It’s Loresworn Games of the Year Week, and the main event is finally here! This is our definitive list of the best games we played in 2016. Something missing that you expected to make the countdown? Chances are, it’s one of our Games We Didn’t Get To in 2016 (But Wish We Had).
And don’t forget to swing back by tomorrow for our Most Anticipated Games of 2017.
Let the countdown begin!
I can’t deny that Overwatch is a fantastic game. D.M. was kinda shocked that it didn’t show up on my Game of the Year list, and I don’t really blame him. The fact is, I’m just not a shooter guy. Especially an arena shooter guy. Overwatch is like the best quiche I’ve ever had. I gotta hand it to the quiche-chef, but when it comes right down to it, I’m just not the biggest fan of quiche. I had a lot of fun playing it, especially with other members of the Loresworn crew and community. But was it one of the best 10 games I played in 2016, the Year of Strategy? Well, not quite. Top 20? Definitely. Even if we were going to go Top 15, I’d be hard-pressed to not include it. But to me, it will always be nothing more than a really great game that didn’t quite fit in my wheelhouse.
Tyranny was fairly fun to play, a more polished take on the combat and exploration we got in Pillars of Eternity. The setting was interesting and the writing was vivid, detailed, and incredible. That said, it felt at times more like a novel than a game: I was reading more than I was playing, and my reward for stretches of playing was tons more reading. I love lore and story, and this experience was drenched in it. If it was only done a bit more smoothly and satisfyingly as an RPG, Tyranny might well have been my Game of the Year. It is, absolutely, an honorable mention though, as it is an absolute triumph of world-building and storytelling.
T.J.’s Picks, #10 – #6
Starbound might be the game that took me most by surprise this year, in terms of how much more I enjoyed it in comparison to how much I thought I would enjoy it. I’ve played hundreds and hundreds of hours of Minecraft, but taking that same concept to a 2D space with games like Terraria never quite had the same appeal for me. Starbound is the total package, though. It’s a better space exploration game than No Man’s Sky, a better Mega Man-style, boss-blasting platformer than Mighty No. 9, and a pretty gratifying space colony crafting game to boot. You can read my review at IGN for more.
9. Homeworld: Deserts of Kharak
Deserts of Kharak was easily the most fun I had with a traditional RTS this year, and possibly since the early days of StarCraft 2. The controls and interface are great, allowing for a focus on high-level strategy while also keeping the action moving. The campaign is grounded, lovingly-crafted, and exciting.

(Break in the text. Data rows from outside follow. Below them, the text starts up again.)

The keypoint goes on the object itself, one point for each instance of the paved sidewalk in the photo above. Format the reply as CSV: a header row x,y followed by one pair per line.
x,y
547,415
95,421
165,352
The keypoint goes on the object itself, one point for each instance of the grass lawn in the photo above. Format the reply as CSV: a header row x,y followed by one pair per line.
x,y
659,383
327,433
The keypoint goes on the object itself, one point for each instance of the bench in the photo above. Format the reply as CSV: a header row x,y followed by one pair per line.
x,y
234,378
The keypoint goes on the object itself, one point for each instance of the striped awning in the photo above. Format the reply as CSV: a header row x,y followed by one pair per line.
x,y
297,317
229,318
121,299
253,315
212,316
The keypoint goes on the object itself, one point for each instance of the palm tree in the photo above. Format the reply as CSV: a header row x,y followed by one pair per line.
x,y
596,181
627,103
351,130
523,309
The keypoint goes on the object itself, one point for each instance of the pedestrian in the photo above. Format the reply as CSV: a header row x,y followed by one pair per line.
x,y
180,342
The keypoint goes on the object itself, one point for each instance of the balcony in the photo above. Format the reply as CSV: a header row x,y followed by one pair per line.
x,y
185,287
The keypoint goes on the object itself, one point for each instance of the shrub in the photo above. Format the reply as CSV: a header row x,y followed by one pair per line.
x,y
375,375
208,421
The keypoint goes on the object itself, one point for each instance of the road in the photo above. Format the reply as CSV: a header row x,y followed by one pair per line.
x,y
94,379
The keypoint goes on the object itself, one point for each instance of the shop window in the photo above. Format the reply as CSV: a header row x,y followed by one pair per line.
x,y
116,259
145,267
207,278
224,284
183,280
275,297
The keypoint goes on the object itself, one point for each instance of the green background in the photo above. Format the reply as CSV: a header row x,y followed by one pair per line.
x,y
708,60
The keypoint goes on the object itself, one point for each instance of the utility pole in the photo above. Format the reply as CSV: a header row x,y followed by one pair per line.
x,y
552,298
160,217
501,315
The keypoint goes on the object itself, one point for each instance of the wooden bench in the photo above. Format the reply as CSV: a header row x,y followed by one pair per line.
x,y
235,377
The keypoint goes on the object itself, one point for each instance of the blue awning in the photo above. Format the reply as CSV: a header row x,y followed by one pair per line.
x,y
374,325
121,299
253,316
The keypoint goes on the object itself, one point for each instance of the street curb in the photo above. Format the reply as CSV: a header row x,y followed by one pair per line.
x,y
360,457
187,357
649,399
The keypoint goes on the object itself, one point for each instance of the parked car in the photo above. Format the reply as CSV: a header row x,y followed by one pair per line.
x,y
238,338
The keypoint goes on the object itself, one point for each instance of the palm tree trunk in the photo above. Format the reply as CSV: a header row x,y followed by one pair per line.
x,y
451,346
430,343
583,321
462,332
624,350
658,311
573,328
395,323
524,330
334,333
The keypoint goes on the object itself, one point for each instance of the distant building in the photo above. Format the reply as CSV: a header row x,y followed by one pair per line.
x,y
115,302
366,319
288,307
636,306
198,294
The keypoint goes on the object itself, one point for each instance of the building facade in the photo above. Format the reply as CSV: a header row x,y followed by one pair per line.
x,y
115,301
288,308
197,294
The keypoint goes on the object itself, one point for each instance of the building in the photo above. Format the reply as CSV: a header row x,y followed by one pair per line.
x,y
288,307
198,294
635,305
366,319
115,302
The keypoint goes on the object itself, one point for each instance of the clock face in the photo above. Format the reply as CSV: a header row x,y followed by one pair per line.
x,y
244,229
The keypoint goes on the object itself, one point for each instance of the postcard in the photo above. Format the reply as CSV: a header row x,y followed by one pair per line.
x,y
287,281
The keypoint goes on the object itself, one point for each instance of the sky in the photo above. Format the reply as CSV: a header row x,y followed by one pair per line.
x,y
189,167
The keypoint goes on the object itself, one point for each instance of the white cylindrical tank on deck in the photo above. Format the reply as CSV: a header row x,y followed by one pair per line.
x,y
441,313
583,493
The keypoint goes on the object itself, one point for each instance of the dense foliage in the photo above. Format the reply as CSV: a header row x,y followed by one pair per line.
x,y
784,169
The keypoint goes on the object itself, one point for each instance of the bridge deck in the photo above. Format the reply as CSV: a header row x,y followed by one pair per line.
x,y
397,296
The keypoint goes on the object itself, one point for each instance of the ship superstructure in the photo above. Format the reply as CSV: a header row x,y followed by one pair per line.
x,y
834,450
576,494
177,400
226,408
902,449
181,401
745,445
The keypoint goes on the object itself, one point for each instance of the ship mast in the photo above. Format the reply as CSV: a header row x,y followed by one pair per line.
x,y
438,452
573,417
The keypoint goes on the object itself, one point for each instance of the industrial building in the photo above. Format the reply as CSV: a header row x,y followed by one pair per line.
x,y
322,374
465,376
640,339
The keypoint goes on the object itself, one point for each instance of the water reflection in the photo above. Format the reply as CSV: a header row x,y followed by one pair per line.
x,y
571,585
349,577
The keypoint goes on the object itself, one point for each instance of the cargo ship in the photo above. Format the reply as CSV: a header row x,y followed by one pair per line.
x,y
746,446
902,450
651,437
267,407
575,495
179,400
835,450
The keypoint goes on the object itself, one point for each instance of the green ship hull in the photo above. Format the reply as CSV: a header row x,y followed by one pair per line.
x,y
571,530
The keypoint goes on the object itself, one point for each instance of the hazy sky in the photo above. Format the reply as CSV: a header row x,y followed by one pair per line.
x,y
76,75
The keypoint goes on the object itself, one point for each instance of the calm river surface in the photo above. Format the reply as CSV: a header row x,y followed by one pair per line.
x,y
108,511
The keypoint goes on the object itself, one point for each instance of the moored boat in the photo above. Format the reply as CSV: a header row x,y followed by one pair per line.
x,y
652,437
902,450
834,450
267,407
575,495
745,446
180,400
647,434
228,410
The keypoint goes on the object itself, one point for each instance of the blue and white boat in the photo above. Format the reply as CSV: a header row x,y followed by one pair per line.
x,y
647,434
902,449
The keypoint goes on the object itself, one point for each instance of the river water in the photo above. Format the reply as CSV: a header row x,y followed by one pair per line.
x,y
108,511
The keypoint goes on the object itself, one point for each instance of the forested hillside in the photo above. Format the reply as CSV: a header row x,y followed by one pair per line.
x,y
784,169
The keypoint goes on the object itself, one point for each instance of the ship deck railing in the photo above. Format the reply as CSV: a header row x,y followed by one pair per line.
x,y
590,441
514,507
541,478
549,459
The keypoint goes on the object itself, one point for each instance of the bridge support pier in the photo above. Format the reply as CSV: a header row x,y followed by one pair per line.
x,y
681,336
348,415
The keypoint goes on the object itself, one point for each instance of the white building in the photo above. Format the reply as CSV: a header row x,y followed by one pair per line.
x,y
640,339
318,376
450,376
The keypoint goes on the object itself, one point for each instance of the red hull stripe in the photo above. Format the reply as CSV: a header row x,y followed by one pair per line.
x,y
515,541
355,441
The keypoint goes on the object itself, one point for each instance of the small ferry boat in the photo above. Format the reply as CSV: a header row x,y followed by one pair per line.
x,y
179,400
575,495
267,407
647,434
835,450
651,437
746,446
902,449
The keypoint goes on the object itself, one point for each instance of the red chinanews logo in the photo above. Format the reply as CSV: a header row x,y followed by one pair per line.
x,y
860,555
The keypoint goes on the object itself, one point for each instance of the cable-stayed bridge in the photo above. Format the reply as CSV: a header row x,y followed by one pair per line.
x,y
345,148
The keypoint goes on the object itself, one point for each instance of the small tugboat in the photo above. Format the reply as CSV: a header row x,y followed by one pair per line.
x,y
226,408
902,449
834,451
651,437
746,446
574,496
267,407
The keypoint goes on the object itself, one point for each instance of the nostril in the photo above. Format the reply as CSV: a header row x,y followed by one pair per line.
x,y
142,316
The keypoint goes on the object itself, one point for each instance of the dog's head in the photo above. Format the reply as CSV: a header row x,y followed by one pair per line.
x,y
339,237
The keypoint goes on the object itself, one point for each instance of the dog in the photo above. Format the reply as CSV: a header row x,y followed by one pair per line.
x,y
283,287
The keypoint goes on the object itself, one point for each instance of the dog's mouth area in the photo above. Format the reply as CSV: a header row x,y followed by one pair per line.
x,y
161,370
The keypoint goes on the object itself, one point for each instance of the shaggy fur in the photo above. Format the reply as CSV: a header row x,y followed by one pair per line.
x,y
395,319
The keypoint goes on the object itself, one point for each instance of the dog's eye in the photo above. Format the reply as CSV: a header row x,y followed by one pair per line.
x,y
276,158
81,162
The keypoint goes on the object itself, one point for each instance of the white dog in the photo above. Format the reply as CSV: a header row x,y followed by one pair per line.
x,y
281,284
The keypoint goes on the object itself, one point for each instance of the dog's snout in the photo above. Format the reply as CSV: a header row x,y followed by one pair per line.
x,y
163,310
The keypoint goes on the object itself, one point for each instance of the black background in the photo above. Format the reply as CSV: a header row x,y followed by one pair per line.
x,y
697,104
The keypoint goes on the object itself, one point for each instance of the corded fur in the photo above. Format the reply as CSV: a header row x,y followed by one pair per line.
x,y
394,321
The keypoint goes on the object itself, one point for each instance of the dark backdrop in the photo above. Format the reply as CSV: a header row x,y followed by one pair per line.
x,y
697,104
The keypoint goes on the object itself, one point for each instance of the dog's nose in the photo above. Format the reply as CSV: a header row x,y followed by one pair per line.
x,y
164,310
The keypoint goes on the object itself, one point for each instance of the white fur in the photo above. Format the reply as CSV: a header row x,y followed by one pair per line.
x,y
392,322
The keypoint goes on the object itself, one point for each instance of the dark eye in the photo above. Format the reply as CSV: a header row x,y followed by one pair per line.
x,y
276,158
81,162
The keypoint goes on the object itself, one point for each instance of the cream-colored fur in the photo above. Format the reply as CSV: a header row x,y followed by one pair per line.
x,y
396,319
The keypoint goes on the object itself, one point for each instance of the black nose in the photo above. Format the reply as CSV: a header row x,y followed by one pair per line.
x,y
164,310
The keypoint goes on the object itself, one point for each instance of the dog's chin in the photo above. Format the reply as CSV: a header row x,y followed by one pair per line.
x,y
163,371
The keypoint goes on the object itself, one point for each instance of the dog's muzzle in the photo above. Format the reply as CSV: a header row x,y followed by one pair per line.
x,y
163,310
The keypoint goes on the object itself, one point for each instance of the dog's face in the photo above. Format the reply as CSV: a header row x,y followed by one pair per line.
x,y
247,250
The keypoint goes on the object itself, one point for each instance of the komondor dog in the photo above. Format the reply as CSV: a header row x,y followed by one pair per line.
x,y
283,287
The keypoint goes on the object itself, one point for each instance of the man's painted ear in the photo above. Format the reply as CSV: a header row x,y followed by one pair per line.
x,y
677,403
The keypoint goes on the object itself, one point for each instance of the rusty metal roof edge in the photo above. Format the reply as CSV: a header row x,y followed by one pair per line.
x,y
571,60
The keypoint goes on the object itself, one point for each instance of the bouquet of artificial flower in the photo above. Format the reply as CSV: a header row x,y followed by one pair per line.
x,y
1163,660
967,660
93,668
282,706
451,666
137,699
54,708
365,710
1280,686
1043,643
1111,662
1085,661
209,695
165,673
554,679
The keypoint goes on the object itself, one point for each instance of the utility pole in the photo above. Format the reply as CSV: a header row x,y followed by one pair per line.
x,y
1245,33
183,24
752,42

If I had to pick one game from 2016 that I wish all future RTSes would try to copy, there’s no question that this would be it. Check out my review at IGN for more.
8. XCOM 2
Perhaps paradoxically, I have fewer fond memories of XCOM 2 than I do of its predecessor. But it’s still one hell of a game, improving on almost every aspect of the original. New alien types, new squad options, a more interesting strategic layer, and a fresh story of fighting an underground resistance against an alien regime that’s already won are really no more than icing on the cake. The main reason I adored this one was simple: It’s more XCOM. As long as Firaxis keeps putting out tactical, squad-based action of this quality, I’ll be hopping on the first Skyranger to the danger zone.
7. Dark Souls 3
Dark Souls 3 was just about everything I wanted from a trilogy-capping monument to the brutal, challenging series that, after I’d already decided to hate it, eventually forced me to love how much it hurt. The return of From Software’s A-Team and their peerless world design brought me to some of the most unique and astonishing fantasy environments I’ve ever had my guts splattered across. The combat was fantastic and balanced as ever, even for a raging barbarian like myself who refuses to ever equip any magic. Like the original Dark Souls (and to a lesser extent DS2), it’s a game I can see myself replaying over and over partly just to remain immersed in its universe. And if this is really the last Dark Souls, it’s a hell of a sendoff for a series that absolutely deserved no less.
A lot of the narrative surrounding Stellaris has been focused on the ways in which it didn’t live up to the hype. And on some level, that’s accurate. It was my #1 Most Anticipated Game of 2016, and yet here it sits at a mere #6 when the year’s lineup has had its say. But I don’t think it’s possible to overstate the fact that it is still a fantastic game, braving the darkness between the stars to bring space 4X (a genre recently subject to a revival movement mostly led by reboots and nostalgic copycats) into uncharted territory. Paradox’s focus on politics, societies, diplomacy, and building an evolving galaxy through events and decisions transported me to a place where I could live out some of my greatest sci-fi fantasies for the first time ever. And Stellaris is only improving with every patch. A year from now, I think its remaining skeptics will be few.